Related Resources from B2C
» Free Webcast: Blogging in the Age of Modern Marketers
Public relations has been around. Some say it goes back as far as an 1800 BC Babylonian tablet and notes aimed at ancient Persian farmers specifying how to deal with field mice and harvest crops. Others say America itself was a turning point in public relations – you may be here now because of a PR campaign to attract settlers.
American historian Allan Nevins said the campaign to win ratification of the U.S. Constitution was, “the greatest work ever done in America in the field of public relations.”
Public relations is the responsible oversight of messaging and all aspects of a company’s strategic communication plan. Public relations works with senior leadership, investor relations, government relations and marketing to make sure all audiences interested in a company – from internal, to investors, to consumers, to media – have the same overall impression of the company and understand what it stands for. Media relations is a tactical facet of this work, one of the channels for delivery of a company’s story.

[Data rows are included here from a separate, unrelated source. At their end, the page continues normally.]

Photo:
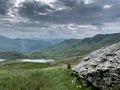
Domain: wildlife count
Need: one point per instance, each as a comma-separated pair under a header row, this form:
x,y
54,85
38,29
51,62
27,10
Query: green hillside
x,y
37,76
7,44
79,47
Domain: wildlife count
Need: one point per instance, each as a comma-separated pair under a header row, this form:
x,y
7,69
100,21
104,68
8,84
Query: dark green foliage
x,y
80,47
68,66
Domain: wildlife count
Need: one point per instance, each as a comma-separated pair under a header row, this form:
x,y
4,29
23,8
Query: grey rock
x,y
101,67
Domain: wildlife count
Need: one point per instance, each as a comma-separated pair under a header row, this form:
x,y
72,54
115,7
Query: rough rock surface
x,y
101,68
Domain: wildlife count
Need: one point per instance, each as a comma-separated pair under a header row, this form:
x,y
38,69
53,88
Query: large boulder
x,y
101,68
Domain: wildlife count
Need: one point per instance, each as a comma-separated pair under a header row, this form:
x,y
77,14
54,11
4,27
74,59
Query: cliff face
x,y
101,68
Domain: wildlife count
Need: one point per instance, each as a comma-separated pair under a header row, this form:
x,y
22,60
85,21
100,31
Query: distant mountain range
x,y
78,47
7,44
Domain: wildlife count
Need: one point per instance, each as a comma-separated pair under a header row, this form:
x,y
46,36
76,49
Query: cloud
x,y
59,18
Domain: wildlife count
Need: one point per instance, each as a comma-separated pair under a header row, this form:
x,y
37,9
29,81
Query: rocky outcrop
x,y
101,68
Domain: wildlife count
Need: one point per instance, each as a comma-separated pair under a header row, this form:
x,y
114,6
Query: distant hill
x,y
79,47
7,44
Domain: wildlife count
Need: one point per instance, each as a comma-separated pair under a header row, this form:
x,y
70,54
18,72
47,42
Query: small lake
x,y
32,60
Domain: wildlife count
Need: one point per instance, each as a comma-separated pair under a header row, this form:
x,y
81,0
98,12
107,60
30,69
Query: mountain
x,y
79,47
7,44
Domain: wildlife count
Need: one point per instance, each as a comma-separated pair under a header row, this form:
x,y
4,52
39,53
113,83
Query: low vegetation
x,y
37,76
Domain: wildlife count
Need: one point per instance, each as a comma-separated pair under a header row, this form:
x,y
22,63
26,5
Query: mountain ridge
x,y
80,47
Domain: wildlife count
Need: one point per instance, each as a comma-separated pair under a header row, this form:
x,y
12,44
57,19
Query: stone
x,y
101,67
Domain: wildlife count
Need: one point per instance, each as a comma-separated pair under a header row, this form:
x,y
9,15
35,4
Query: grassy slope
x,y
77,47
33,76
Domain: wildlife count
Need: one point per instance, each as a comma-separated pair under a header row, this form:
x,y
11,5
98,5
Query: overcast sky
x,y
58,18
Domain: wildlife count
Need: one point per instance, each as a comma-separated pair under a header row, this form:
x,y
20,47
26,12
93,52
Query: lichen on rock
x,y
101,67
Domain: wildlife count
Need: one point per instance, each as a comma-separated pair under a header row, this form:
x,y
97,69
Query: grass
x,y
36,76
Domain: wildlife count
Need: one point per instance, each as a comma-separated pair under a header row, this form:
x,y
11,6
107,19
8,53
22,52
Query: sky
x,y
58,18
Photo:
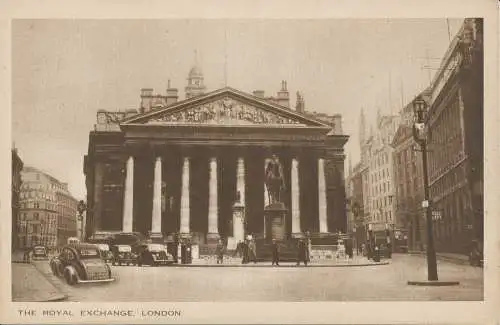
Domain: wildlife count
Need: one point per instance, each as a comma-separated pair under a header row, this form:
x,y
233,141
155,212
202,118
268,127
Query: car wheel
x,y
70,275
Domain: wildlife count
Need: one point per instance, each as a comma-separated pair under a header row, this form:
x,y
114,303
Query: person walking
x,y
252,251
276,253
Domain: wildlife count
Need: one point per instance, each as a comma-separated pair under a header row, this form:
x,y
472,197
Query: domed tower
x,y
195,85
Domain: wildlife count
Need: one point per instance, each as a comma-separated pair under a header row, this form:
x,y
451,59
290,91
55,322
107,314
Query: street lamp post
x,y
419,109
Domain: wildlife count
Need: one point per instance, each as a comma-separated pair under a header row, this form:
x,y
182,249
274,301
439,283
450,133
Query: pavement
x,y
197,284
449,257
29,285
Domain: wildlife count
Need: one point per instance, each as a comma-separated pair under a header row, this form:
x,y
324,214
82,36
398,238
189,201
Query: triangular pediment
x,y
225,107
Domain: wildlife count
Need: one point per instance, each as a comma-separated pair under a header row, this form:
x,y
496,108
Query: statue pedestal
x,y
275,221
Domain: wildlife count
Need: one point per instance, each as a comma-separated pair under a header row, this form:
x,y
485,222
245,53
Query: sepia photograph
x,y
244,160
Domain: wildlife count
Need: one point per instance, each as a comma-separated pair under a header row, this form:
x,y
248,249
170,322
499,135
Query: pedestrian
x,y
276,253
302,252
252,255
244,246
219,251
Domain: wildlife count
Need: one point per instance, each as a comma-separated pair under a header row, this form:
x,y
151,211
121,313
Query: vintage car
x,y
104,252
81,263
39,253
153,254
122,254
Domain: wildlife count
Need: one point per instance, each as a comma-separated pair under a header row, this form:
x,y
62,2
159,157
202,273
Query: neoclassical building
x,y
196,167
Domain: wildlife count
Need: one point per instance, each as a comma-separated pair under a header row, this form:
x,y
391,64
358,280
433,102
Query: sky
x,y
63,71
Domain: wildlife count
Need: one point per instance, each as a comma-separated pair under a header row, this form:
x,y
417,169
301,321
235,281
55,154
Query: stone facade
x,y
377,162
408,181
17,166
455,124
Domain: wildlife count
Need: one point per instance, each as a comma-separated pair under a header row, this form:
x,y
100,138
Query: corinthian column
x,y
323,225
238,219
184,228
156,221
213,210
128,199
295,198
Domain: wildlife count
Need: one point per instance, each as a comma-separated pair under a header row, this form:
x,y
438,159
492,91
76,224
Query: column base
x,y
213,238
156,237
185,236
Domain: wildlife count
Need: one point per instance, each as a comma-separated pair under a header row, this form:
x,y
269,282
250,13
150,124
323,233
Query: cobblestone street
x,y
364,283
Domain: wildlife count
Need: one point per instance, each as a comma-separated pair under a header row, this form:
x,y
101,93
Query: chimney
x,y
258,93
283,95
146,99
337,124
300,106
172,95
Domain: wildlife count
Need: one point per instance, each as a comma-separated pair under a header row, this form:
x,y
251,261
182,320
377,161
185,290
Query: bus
x,y
73,241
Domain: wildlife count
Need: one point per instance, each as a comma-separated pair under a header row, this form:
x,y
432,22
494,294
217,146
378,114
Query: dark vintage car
x,y
39,253
153,254
81,263
122,254
105,252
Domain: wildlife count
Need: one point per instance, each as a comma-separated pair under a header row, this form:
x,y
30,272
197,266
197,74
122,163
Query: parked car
x,y
39,253
153,254
122,254
104,252
81,263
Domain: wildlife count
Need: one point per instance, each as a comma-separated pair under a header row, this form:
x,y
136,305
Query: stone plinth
x,y
275,221
156,237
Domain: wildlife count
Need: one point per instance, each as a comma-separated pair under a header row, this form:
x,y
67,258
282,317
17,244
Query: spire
x,y
350,165
300,105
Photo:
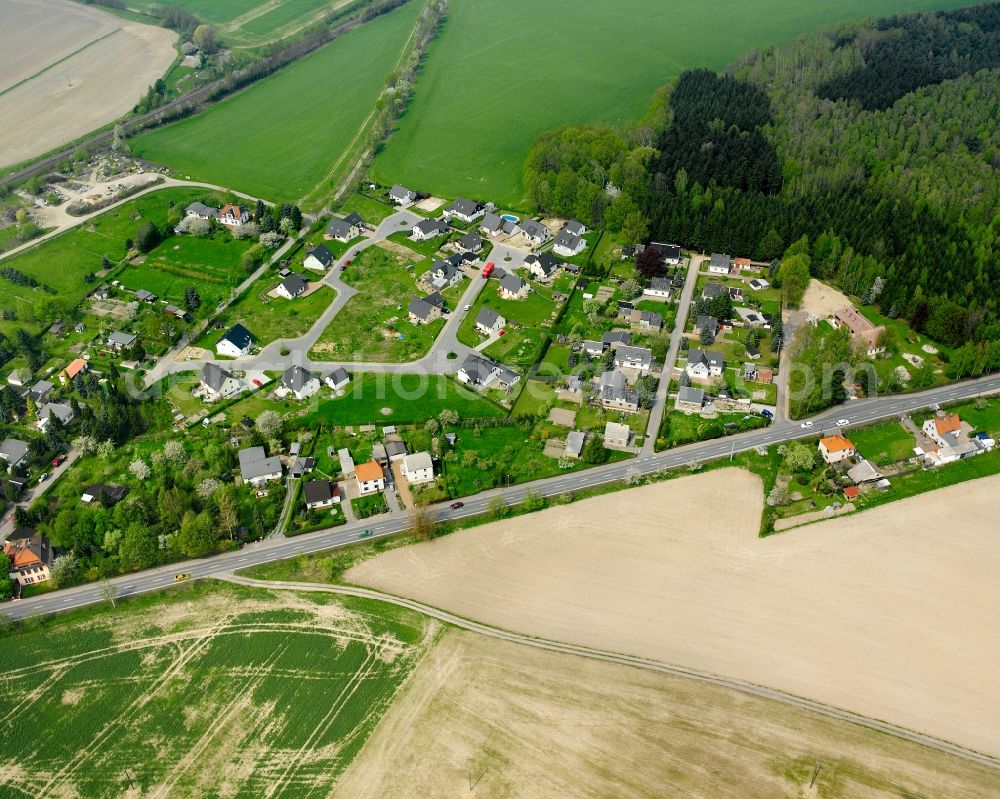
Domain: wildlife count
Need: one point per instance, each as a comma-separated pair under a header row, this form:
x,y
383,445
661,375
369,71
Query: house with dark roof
x,y
466,210
299,382
319,259
292,286
218,383
235,343
427,229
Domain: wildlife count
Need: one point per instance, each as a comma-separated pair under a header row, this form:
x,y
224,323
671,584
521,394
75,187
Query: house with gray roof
x,y
218,383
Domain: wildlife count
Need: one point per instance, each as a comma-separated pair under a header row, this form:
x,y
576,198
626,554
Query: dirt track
x,y
80,67
887,613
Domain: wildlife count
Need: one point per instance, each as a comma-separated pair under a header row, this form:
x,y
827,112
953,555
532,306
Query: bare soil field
x,y
68,69
514,721
822,300
889,613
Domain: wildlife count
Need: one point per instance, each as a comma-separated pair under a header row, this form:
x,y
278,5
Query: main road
x,y
859,412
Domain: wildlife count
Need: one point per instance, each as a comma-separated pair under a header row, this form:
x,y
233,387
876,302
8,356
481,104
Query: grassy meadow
x,y
534,66
204,690
284,135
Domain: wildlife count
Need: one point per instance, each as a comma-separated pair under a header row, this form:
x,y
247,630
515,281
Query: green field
x,y
204,690
59,264
535,66
284,135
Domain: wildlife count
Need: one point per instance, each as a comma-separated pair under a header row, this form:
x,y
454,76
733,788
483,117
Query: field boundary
x,y
629,660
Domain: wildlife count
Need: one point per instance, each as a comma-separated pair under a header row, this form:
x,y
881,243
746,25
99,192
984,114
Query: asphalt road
x,y
858,412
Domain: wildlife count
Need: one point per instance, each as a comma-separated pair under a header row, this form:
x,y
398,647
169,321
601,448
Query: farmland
x,y
839,613
289,131
507,714
60,264
288,688
66,69
528,79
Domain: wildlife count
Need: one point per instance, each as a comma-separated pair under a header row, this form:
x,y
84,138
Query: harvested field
x,y
535,725
888,613
67,69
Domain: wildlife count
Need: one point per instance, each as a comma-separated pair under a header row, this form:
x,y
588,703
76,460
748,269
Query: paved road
x,y
662,391
636,662
859,412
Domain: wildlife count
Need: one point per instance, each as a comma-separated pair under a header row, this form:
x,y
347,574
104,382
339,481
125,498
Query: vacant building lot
x,y
67,69
889,613
515,721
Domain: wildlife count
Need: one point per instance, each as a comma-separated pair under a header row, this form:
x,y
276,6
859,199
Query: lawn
x,y
60,264
106,682
600,67
270,318
374,326
290,130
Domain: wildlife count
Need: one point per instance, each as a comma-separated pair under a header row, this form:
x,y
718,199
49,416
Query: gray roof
x,y
295,378
13,450
512,283
214,376
295,284
487,317
692,395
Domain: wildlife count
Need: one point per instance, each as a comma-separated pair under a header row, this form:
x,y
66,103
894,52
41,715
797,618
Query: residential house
x,y
418,468
466,210
121,341
103,493
292,286
543,267
489,322
218,383
30,558
568,245
575,440
836,448
57,410
319,259
690,400
402,195
481,373
470,242
341,230
235,343
256,468
13,451
658,289
427,229
535,233
234,215
628,357
337,379
422,312
73,368
370,477
299,382
704,364
720,264
861,329
617,434
320,494
513,288
706,324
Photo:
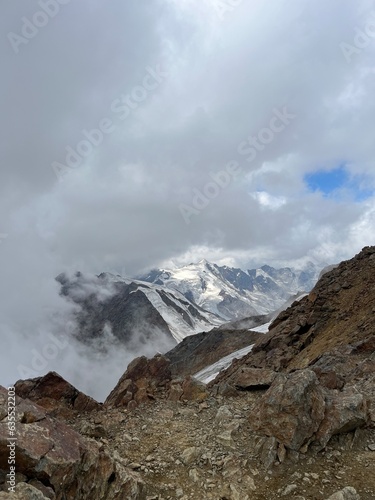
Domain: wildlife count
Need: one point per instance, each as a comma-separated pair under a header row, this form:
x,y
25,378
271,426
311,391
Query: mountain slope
x,y
232,293
133,311
337,314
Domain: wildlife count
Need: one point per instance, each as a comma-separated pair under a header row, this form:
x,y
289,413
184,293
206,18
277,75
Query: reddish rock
x,y
193,390
248,378
291,410
345,412
52,453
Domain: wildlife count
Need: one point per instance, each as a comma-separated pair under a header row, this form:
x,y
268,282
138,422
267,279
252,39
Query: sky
x,y
154,133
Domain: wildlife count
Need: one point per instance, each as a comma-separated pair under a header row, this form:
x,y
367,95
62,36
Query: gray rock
x,y
190,455
348,493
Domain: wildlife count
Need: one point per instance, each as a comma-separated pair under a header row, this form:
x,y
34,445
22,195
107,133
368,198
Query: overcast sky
x,y
142,133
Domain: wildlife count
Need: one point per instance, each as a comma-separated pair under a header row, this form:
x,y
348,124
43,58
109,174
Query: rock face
x,y
292,409
322,347
198,351
62,460
56,395
145,379
141,381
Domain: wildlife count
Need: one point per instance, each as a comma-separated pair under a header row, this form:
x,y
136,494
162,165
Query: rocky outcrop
x,y
347,493
338,312
248,378
56,395
203,349
147,379
291,410
141,382
298,411
54,455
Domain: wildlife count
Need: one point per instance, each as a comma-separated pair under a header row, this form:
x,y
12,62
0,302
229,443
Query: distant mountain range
x,y
165,306
232,293
132,311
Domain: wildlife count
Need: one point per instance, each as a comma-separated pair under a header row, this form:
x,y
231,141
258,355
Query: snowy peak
x,y
233,293
132,309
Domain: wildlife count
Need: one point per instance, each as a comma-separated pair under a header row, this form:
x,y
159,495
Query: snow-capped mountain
x,y
133,311
232,293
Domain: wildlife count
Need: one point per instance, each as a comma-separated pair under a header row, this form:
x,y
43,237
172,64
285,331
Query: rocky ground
x,y
207,450
294,419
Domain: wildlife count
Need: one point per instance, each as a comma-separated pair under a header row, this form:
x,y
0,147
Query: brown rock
x,y
56,395
193,390
143,378
345,412
248,378
24,491
291,410
49,451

Thus, public relations is often considered the reputation center for a company. How will a decision at the corporate level about a new partnership affect that company’s good-will capital? Who is allowed to speak to the media, how are they prepared and what do they say? That’s public relations. Your CEO just won an award – PR will pull together a campaign to sing these praises across all your audiences, and deposit that in you company’s bank of good feeling.
One of your call centers just got hit by a hurricane? PR is in the war room pulling together messaging, issuing media releases, keeping responses honest and timely, working with media relations, operations and senior leadership to weather the crisis.
Most of the time, companies that offer media relations services also offer public relations, which is the overarching strategy and intuitiveness to get your company not just in the newspaper, but to get your company in the newspaper saying the right thing at the right time.
Here are some questions to ask when you are looking for your own PR firm:
How much experience does your firm have in crisis communications? Be wary of PR firms that ‘don’t do’ or ‘haven’t really done’ crisis communications. Bad things happen to good companies. The only thing worse than a bad thing happening to your company is for it to happen after you’ve dedicated two years of PR to building a great reputation, only to see all that good will unravel in 5 days because your PR firm was caught flat-footed during a crisis.
Think of it this way: the higher your company’s profile and the broader its public exposure, the more at-risk it is of a simple snafu becoming a full-fledged PR disaster. The time to make sure your company is prepared for a crisis is before one happens. Don’t make the mistake of thinking you can bring in a second firm to ‘handle’ a crisis after it’s already started. That’s called damage control.
How much experience does your firm have in media relations? Again, if you’re looking for a PR firm that can ‘do it all,’ make sure they’ve done it. Media relations is an integral tactical component of good PR. Make sure the firm you’re hiring has plenty of experience working with actual reporters – ideally local, regional and national – across a few different industries, especially the ones your company cares about.
What industries does your firm typically work in? It will probably be helpful if your firm has experience in the industry you work in.
Does the firm get your company, its culture and your strategies and goals? Remember, PR isn’t just about media. It’s about the responsible stewardship of a company’s messaging and brand. Make sure the person you hire to be your steward gets you.